The publication of Walter Bauer’s Rechtgäubigkeit und Ketzerei im ältesten Christentum in 1934 stirred no wide interest but it did attract the attention of some significant scholars. Its thesis was that the classical theory of the development of orthodoxy and heresy, the priority and majority of orthodoxy, was incorrect; although heresies were forms of community and faith that later generations would reject, earliest Christianity in most regions was first and strongest heretical. Bauer basically skipped the New Testament as a field of study and worked on the literature at the end of or just after its era. He divided the evidence into geographical areas and made his case for each. Only Rome fits the description of having an orthodox majority from the beginning. (That was itself an unexpected claim from a staunch Protestant.)

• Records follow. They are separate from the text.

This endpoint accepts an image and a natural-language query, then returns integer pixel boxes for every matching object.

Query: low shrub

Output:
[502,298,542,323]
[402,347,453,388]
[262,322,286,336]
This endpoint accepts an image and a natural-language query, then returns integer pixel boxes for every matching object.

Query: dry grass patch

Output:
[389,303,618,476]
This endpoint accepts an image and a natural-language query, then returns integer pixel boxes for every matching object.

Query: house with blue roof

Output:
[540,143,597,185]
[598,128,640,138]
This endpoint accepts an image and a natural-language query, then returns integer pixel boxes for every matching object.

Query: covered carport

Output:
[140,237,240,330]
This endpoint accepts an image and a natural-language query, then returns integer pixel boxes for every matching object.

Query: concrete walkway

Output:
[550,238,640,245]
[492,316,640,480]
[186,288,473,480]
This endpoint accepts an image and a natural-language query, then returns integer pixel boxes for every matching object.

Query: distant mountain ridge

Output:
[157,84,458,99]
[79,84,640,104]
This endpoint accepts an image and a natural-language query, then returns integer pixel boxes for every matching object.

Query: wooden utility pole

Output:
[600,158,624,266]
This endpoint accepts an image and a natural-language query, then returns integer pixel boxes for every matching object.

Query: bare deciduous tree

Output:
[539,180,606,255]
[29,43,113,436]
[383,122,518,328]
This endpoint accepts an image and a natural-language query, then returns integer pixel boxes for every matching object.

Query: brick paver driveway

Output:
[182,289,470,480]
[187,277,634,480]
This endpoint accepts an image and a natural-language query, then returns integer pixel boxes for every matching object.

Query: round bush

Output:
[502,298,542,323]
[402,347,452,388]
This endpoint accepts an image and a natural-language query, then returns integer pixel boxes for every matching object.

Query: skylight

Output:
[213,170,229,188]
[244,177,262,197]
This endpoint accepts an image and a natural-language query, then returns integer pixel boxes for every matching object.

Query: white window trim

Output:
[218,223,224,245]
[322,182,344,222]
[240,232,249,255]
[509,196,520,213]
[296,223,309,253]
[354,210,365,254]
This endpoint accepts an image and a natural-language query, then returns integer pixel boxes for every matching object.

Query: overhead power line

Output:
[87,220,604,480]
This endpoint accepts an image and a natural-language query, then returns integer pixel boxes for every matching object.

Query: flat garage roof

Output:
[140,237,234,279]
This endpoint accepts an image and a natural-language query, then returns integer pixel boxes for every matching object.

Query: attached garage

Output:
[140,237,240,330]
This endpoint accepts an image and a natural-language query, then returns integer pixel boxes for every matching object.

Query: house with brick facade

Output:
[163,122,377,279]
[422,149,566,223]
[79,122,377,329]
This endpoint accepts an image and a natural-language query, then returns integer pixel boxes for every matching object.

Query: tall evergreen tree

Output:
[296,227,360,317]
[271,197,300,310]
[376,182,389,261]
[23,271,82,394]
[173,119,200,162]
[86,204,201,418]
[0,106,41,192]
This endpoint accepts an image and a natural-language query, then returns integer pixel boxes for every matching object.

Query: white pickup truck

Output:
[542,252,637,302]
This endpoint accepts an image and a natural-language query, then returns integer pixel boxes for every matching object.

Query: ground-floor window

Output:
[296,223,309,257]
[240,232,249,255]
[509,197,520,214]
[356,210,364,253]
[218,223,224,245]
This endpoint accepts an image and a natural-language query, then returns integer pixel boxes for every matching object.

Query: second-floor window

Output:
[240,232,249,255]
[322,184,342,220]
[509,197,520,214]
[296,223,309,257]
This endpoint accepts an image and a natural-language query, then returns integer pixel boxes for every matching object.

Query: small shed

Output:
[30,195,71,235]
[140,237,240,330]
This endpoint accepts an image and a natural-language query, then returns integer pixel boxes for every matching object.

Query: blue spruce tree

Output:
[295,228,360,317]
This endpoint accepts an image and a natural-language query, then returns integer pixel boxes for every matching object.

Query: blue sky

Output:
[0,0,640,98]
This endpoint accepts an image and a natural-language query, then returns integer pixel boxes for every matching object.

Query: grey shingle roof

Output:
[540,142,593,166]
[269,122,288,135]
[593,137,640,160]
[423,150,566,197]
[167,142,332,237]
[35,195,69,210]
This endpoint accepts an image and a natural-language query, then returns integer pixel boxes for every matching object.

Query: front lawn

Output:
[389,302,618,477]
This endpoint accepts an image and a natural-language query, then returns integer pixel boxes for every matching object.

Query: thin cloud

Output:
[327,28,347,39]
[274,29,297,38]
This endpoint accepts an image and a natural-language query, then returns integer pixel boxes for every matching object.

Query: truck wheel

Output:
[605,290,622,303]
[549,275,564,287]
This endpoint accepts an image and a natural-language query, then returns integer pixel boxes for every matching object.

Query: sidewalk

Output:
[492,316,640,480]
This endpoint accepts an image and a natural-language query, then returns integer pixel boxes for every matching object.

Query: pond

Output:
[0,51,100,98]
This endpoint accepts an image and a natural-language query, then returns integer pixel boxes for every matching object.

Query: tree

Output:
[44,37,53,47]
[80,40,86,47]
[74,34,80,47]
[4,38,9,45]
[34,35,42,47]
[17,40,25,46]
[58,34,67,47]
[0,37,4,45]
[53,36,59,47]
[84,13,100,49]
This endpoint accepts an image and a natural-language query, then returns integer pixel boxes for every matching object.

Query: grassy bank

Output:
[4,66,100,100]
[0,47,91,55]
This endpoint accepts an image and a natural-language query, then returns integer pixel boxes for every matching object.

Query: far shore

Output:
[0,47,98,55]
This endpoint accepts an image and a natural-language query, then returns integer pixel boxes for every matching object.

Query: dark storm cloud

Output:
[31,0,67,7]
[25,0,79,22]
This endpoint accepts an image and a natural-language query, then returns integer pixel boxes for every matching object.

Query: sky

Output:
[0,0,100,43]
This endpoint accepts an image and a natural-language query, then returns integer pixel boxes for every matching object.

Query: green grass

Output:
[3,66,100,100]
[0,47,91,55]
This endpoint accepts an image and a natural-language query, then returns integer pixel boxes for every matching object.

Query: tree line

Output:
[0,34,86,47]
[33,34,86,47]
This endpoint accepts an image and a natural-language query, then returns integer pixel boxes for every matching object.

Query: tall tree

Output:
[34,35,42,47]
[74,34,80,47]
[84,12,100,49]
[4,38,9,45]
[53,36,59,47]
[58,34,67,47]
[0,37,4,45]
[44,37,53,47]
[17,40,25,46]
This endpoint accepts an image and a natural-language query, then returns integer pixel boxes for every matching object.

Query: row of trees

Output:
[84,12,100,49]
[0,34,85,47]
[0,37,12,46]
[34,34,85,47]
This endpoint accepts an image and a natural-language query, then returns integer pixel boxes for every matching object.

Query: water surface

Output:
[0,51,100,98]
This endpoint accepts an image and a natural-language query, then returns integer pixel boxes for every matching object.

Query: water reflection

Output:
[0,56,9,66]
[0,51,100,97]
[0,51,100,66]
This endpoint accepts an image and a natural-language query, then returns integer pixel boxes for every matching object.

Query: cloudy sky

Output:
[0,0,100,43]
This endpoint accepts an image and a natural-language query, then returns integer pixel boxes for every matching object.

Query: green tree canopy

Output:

The volume was republished with additional essays by others in 1964 and appeared in an English translation from the United States during 1971. Although the thesis is still held by some prominent historians of early Christianity, it has received rather scathing criticism in recent years. Some early reviews called it into question. H.E.W. Turner’s The Pattern of Christian Truth, the Bampton Lectures of 1954, attempted a serious refutation and a spate of articles and parts of studies since its translation have attacked various sections of Bauer’s study. Robinson’s effort is one of the first books since Turner’s to reconsider the topic.

The volume is organized in three parts, each more successful than the previous one. The first, concerned with the history leading to the debate, is introductory. Anyone aware of the problem will not find the observations here particularly trenchant, although the theological student will be brought into the discussion with some sense of its wider context.

The second part begins to show the power of Robinson’s effort and his sense of the inadequacy of Bauer’s thesis. Wisely he includes numerous comments from Helmut Koester’s Introduction to the New Testamentwhich in so many ways attempts to sharpen the focus of Bauer’s thesis both by accepting the premises that heresy often preceded orthodoxy and that investigation should be pursued on a geographical basis. Robinson questions that geographical method itself, and then argues that Edessa, Egypt, Corinth, Rome, Jerusalem and Antioch have far too little information about them to support any kind of hypothesis concerning the relationship of orthodoxy and heresy. The data is either ‘ambiguous’ or ‘mute’. Overall that well may be true. But on occasion, Robinson does not deal with some of the important information. When he deals with Egypt, Robinson neither mentions that the Western Text of Acts describes Apollos as an Alexandrian nor notices that Morton Smith studied an interesting fragment from Clement of Alexandria. He also does not treat certain parts of Ignatius’s epistles that contain information about the martyr’s concern for Christianity in Antioch. It is still obvious, however, that the caution and good judgment of a fine historian are at work.

The last three chapters focus on the information for Ephesus and Asia Minor. Here Robinson is at his best. He devastates Bauer’s thesis, showing clearly that its weakness is not portrayed by offering yet another speculative reconstruction of the silences. Precisely because this geographical area offers the most textual evidence of any region of early Christianity, it is the finest test case. And in many instances Bauer’s interpretation of the data which apparently support his thesis fails because of the misused paradigm or a misread text.

This volume by itself will not defeat what is an ever-weakening hypothesis. But no one can defend Bauer’s thesis without going directly through it. And one of its major aims, describing the best attested region of early Christianity (Ephesus and Asia Minor) as a stronghold of orthodoxy, is a bullseye.